Zahra Marwan: Pickled Dreams: Torshi and Kurkum
Zahra Marwan’s dreamy watercolors celebrate the colors and textures of desert and sea – the two landscapes that have informed her work and her life. “I'm deeply fond of the sea, and grew up in two different desert climates,” Marwan says. She was born in Kuwait, but her family was considered stateless. They suffered open discrimination because of it, and her parents decided to immigrate to the U.S. when she was seven years old. In New Mexico, she grew to love a new kind of desert – a landlocked one with a deep reverence for that land.
Her watercolors now reflect both regions: “New Mexico's mesa is full of color,” Marwan says, “and I use the medium I often work with to depict that.”
Marwan wrote and illustrated her first picture book – Where Butterflies Fill the Sky – exploring the beauty of Kuwait and the confusion and displacement she experienced when her family left the country for the U.S. Her book was published on March 29 by Bloomsbury, and is “full of images of home.”
“It was beautiful trying to balance the text and image,” Marwan says. “The illustrated spreads can't reflect the words too literally or it becomes redundant, yet they have to be clear for children to understand and to help them learn to read and grow. My editor and art director gave me a lot of room to keep the dreamlike feel to some of my illustrations, and I worked in flat compositions similar to the Persian miniature style.”
Marwan’s upcoming show at Hecho Gallery is an expansion of the book.
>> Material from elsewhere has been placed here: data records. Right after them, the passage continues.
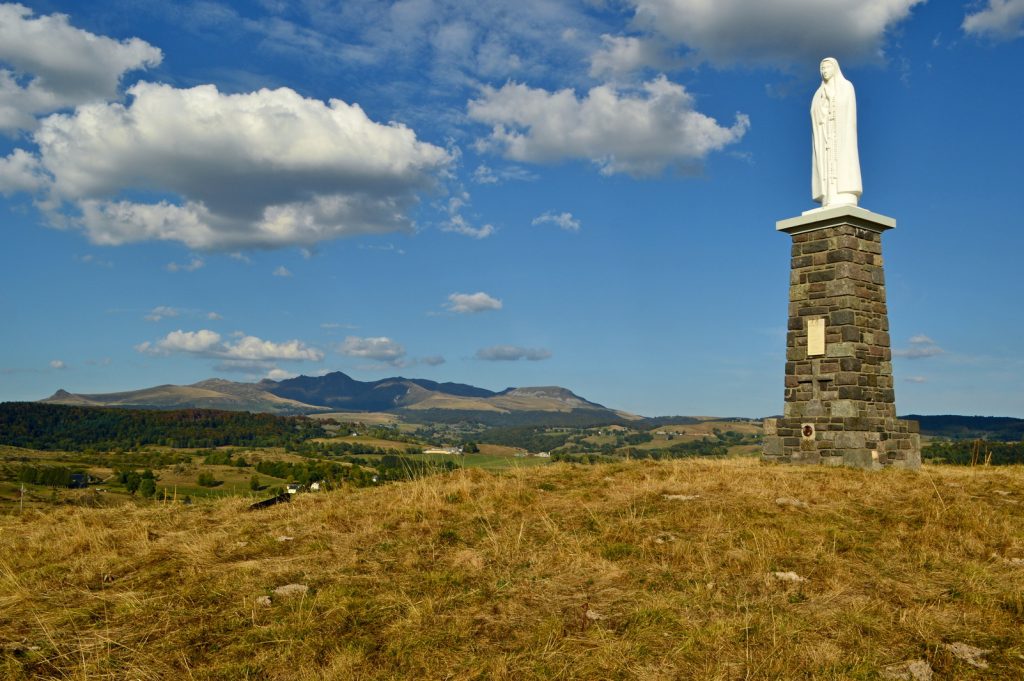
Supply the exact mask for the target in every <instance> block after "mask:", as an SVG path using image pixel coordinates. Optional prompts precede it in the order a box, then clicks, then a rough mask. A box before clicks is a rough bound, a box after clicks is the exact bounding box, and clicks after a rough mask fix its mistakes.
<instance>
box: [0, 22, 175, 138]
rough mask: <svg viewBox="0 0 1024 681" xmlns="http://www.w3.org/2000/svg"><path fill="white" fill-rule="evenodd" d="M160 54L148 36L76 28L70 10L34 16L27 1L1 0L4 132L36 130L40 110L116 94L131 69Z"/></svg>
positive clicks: (43, 110)
mask: <svg viewBox="0 0 1024 681" xmlns="http://www.w3.org/2000/svg"><path fill="white" fill-rule="evenodd" d="M162 59H163V54H162V53H161V51H160V50H159V49H158V48H156V47H154V46H153V45H151V44H148V43H147V42H145V41H144V40H140V39H138V38H130V39H128V40H120V41H119V40H114V39H113V38H106V37H104V36H97V35H95V34H92V33H89V32H88V31H83V30H81V29H76V28H75V27H73V26H71V23H70V22H69V18H68V15H67V14H49V15H46V16H34V15H33V11H32V10H31V9H29V8H28V7H26V6H25V5H20V4H11V3H7V4H0V131H6V132H12V131H14V130H17V129H32V128H33V127H35V125H36V116H38V115H42V114H48V113H51V112H55V111H58V110H61V109H67V108H72V107H76V105H78V104H83V103H88V102H95V101H103V100H109V99H114V98H116V97H117V96H118V88H119V86H120V84H121V79H122V77H123V76H124V75H125V74H126V73H127V72H129V71H135V70H138V69H147V68H150V67H156V66H157V65H159V63H160V62H161V60H162ZM3 67H6V68H3Z"/></svg>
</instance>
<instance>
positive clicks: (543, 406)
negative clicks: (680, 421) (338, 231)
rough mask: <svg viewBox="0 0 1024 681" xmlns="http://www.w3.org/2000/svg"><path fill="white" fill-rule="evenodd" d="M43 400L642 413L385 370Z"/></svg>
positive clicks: (203, 404) (525, 411)
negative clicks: (350, 375) (385, 371)
mask: <svg viewBox="0 0 1024 681" xmlns="http://www.w3.org/2000/svg"><path fill="white" fill-rule="evenodd" d="M39 401H41V402H46V403H57V405H77V406H83V407H89V406H92V407H122V408H141V409H188V408H201V409H221V410H228V411H251V412H264V413H269V414H278V415H292V414H315V413H318V412H338V411H344V412H356V413H357V412H391V413H396V412H401V413H407V414H416V413H426V412H430V413H436V412H438V411H441V412H444V413H447V414H449V415H452V416H454V415H455V414H456V413H465V414H466V415H471V414H474V413H485V414H490V415H492V416H495V417H500V416H501V415H514V414H520V413H551V414H564V415H570V414H572V413H580V412H586V413H587V414H589V415H591V416H595V417H596V416H600V415H604V416H606V417H607V418H608V419H623V418H626V419H631V418H638V417H635V416H634V415H632V414H628V413H626V412H621V411H616V410H613V409H609V408H607V407H604V406H603V405H599V403H597V402H593V401H590V400H588V399H586V398H585V397H581V396H580V395H578V394H575V393H574V392H572V391H571V390H569V389H567V388H562V387H560V386H524V387H509V388H506V389H504V390H501V391H494V390H488V389H486V388H480V387H477V386H473V385H469V384H466V383H456V382H437V381H431V380H428V379H417V378H406V377H402V376H395V377H388V378H384V379H380V380H377V381H359V380H357V379H353V378H352V377H350V376H348V375H347V374H344V373H343V372H332V373H330V374H325V375H324V376H297V377H295V378H290V379H284V380H281V381H272V380H269V379H263V380H261V381H259V382H257V383H244V382H237V381H228V380H226V379H221V378H210V379H206V380H203V381H199V382H197V383H193V384H189V385H174V384H164V385H159V386H154V387H150V388H141V389H139V390H127V391H120V392H111V393H72V392H69V391H67V390H63V389H59V390H57V391H56V392H54V393H53V394H52V395H50V396H49V397H46V398H44V399H41V400H39Z"/></svg>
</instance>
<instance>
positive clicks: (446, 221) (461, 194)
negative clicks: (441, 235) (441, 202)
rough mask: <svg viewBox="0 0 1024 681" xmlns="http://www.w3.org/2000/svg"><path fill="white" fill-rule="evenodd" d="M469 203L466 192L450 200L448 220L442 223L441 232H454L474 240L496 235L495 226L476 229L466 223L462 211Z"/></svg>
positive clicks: (447, 206)
mask: <svg viewBox="0 0 1024 681" xmlns="http://www.w3.org/2000/svg"><path fill="white" fill-rule="evenodd" d="M468 203H469V195H468V194H467V193H465V191H463V193H461V194H460V195H459V196H458V197H452V198H451V199H449V202H447V208H446V211H447V219H446V220H445V221H443V222H442V223H441V230H442V231H454V232H456V233H459V235H463V236H464V237H471V238H473V239H486V238H487V237H489V236H490V235H493V233H495V226H494V225H493V224H484V225H482V226H479V227H474V226H473V225H471V224H470V223H469V222H467V221H466V218H465V217H463V215H462V211H463V209H464V208H465V207H466V206H467V205H468Z"/></svg>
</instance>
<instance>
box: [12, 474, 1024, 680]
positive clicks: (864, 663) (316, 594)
mask: <svg viewBox="0 0 1024 681" xmlns="http://www.w3.org/2000/svg"><path fill="white" fill-rule="evenodd" d="M780 498H786V499H791V500H797V502H802V503H803V504H806V506H803V505H801V504H800V503H793V502H786V503H783V504H779V503H777V502H776V500H778V499H780ZM1022 500H1024V471H1022V470H1020V469H1010V468H1004V469H973V470H972V469H963V468H961V469H954V468H927V469H926V470H924V471H922V472H919V473H913V472H906V471H885V472H881V473H868V472H863V471H856V470H845V469H844V470H833V469H819V468H796V467H784V466H768V465H762V464H759V463H757V462H754V461H750V460H746V461H742V460H729V461H693V460H687V461H674V462H656V463H655V462H632V463H624V464H616V465H606V466H594V467H572V466H568V465H564V464H560V465H552V466H546V467H541V468H536V469H513V470H510V471H507V472H505V473H502V474H494V473H487V472H484V471H481V470H474V469H468V470H461V471H458V472H456V473H453V474H452V475H450V476H443V477H440V476H438V477H433V478H427V479H423V480H419V481H415V482H411V483H403V484H393V485H388V486H385V487H380V488H368V490H358V491H342V492H336V493H331V494H324V495H305V496H301V497H299V498H298V499H296V500H295V502H293V503H292V504H290V505H283V506H278V507H273V508H271V509H268V510H265V511H262V512H254V513H248V512H245V511H244V508H245V507H244V502H243V501H241V500H225V501H222V502H216V503H210V504H203V505H198V506H193V507H186V506H180V505H177V506H175V505H166V506H157V505H155V506H151V507H134V506H124V507H122V508H117V509H76V508H55V509H52V510H50V511H47V512H37V511H33V512H31V513H30V512H27V513H26V514H25V515H24V516H22V517H17V516H7V517H2V518H0V646H2V648H0V659H2V662H0V678H4V679H18V678H41V679H47V678H52V679H104V678H105V679H172V678H173V679H300V680H302V679H748V678H749V679H794V678H821V679H850V678H852V679H872V678H879V677H878V675H879V672H880V670H881V669H882V668H884V667H885V666H886V665H889V664H892V663H898V662H901V661H906V659H927V661H928V663H929V664H930V665H931V666H932V667H933V668H934V669H935V671H936V678H940V679H972V678H978V679H981V678H985V679H990V678H998V679H1019V678H1022V677H1024V564H1022V563H1024V560H1020V561H1019V562H1018V561H1015V560H1014V559H1024V523H1022V522H1021V520H1022V508H1021V503H1018V502H1021V501H1022ZM286 537H287V538H291V539H290V540H287V541H279V539H280V538H286ZM776 571H778V572H788V571H792V572H796V573H797V574H798V576H800V577H802V578H805V579H806V581H804V582H784V581H780V580H778V579H776V578H774V577H772V576H771V573H772V572H776ZM292 583H297V584H303V585H307V586H308V587H309V591H308V592H307V593H306V594H305V595H304V596H296V597H292V598H283V597H278V596H274V595H272V592H273V589H274V588H276V587H280V586H283V585H287V584H292ZM267 595H271V603H270V605H261V604H259V602H258V599H259V598H260V597H262V596H267ZM950 642H964V643H968V644H971V645H974V646H977V647H980V648H985V649H988V650H990V651H991V652H989V653H988V654H987V655H986V657H985V659H986V661H987V663H988V664H989V668H988V669H987V670H978V669H975V668H973V667H971V666H969V665H968V664H966V663H964V662H961V661H958V659H957V658H956V657H955V656H953V655H952V654H950V653H949V652H948V649H946V648H945V647H943V645H942V644H943V643H950Z"/></svg>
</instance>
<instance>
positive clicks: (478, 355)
mask: <svg viewBox="0 0 1024 681" xmlns="http://www.w3.org/2000/svg"><path fill="white" fill-rule="evenodd" d="M549 357H551V351H550V350H546V349H544V348H532V347H521V346H519V345H492V346H490V347H483V348H480V349H479V350H477V351H476V358H477V359H485V360H487V361H517V360H519V359H528V360H530V361H540V360H541V359H547V358H549Z"/></svg>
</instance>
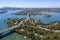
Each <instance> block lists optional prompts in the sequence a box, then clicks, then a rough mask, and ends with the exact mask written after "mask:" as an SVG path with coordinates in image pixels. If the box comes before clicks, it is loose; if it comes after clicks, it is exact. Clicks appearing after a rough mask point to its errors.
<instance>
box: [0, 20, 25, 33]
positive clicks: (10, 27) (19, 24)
mask: <svg viewBox="0 0 60 40" xmlns="http://www.w3.org/2000/svg"><path fill="white" fill-rule="evenodd" d="M23 21H24V20H22V21H20V23H19V24H18V25H16V26H13V27H10V28H8V29H5V30H2V31H0V33H4V32H6V31H9V30H12V29H14V28H17V27H19V26H20V25H21V24H22V22H23Z"/></svg>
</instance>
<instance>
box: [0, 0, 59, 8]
mask: <svg viewBox="0 0 60 40" xmlns="http://www.w3.org/2000/svg"><path fill="white" fill-rule="evenodd" d="M1 7H20V8H60V0H0V8H1Z"/></svg>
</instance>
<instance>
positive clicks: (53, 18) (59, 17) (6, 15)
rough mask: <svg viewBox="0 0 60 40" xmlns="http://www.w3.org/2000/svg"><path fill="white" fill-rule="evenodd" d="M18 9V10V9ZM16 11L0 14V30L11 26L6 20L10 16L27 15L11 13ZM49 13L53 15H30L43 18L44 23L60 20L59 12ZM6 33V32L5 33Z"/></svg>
mask: <svg viewBox="0 0 60 40" xmlns="http://www.w3.org/2000/svg"><path fill="white" fill-rule="evenodd" d="M16 11H17V10H16ZM13 12H15V11H13V10H8V12H7V13H4V14H0V30H4V29H7V28H9V27H8V26H7V25H6V24H5V22H4V20H6V19H8V18H26V17H27V16H26V15H25V16H24V15H12V14H11V13H13ZM47 14H49V15H51V17H50V18H46V17H43V16H39V15H36V16H34V15H31V16H30V17H31V18H34V19H37V20H41V21H42V22H43V23H49V22H53V21H58V20H60V15H59V13H52V12H51V13H49V12H47ZM4 34H5V33H4Z"/></svg>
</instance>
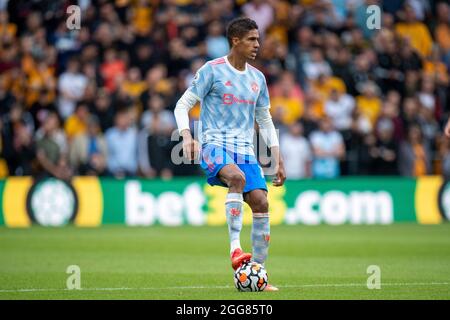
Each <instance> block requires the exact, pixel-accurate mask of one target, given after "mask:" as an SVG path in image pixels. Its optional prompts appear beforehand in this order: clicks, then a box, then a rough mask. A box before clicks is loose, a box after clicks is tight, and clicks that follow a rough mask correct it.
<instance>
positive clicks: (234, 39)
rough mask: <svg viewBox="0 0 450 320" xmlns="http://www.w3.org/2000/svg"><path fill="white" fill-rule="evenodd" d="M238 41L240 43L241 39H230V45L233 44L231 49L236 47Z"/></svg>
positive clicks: (237, 42)
mask: <svg viewBox="0 0 450 320" xmlns="http://www.w3.org/2000/svg"><path fill="white" fill-rule="evenodd" d="M240 41H241V39H239V38H238V37H233V38H231V43H232V44H233V47H235V46H236V45H238V44H239V42H240Z"/></svg>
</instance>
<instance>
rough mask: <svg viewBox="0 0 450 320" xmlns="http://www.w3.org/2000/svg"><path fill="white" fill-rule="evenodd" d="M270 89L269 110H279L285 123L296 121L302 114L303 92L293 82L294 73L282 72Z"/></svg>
mask: <svg viewBox="0 0 450 320" xmlns="http://www.w3.org/2000/svg"><path fill="white" fill-rule="evenodd" d="M271 89H272V90H271V94H270V105H271V112H272V113H273V114H275V113H278V112H279V113H280V115H281V118H282V122H283V124H285V125H290V124H292V123H294V122H296V121H297V120H298V119H299V118H300V117H301V116H302V114H303V93H302V91H301V89H300V87H299V86H298V85H296V84H295V79H294V75H293V74H292V73H290V72H287V71H286V72H284V73H283V74H282V75H281V77H280V80H279V81H277V83H276V84H275V85H274V86H273V87H272V88H271Z"/></svg>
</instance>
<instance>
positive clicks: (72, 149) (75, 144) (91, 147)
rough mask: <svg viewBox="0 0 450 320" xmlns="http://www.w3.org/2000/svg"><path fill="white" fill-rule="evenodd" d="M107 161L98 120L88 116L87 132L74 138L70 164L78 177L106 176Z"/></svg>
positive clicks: (103, 144) (86, 131) (106, 172)
mask: <svg viewBox="0 0 450 320" xmlns="http://www.w3.org/2000/svg"><path fill="white" fill-rule="evenodd" d="M107 159H108V154H107V146H106V141H105V138H104V137H103V135H102V133H101V131H100V124H99V120H98V118H97V117H96V116H92V115H91V116H90V117H89V120H88V123H87V131H86V132H83V133H81V134H79V135H78V136H76V137H75V138H74V140H73V142H72V145H71V147H70V164H71V166H72V168H74V169H75V172H77V173H78V174H80V175H96V176H104V175H107V169H106V161H107Z"/></svg>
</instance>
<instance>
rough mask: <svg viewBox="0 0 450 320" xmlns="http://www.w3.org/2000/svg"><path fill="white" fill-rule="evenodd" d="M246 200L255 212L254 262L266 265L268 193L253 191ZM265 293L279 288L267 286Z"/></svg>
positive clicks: (253, 216) (267, 220)
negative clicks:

The paintings featured are new works, and some are illustrations that Marwan created for the picture book but weren’t used, including her original cover illustration. They explore similar cultural themes, scenes of home and a Kuwaiti aesthetic.
“I like thinking about the particularities of my culture that I love and sometimes dread. The birds that walk freely, the communal culture of being together and doing nothing.” In the show, because the paintings were not created primarily for children, her subject matter has also expanded beyond the book’s boundaries. Marwan’s paintings include elements “like the argila water pipe that many old women like to smoke.” Many of Marwan’s paintings revolve around women, who, she says, “are often dismissed and generalized both here and there.” “I've taken pleasure in recreating the beautiful colors of Persian carpets. I'd say the overall mood is the comfort of home and the people we love.”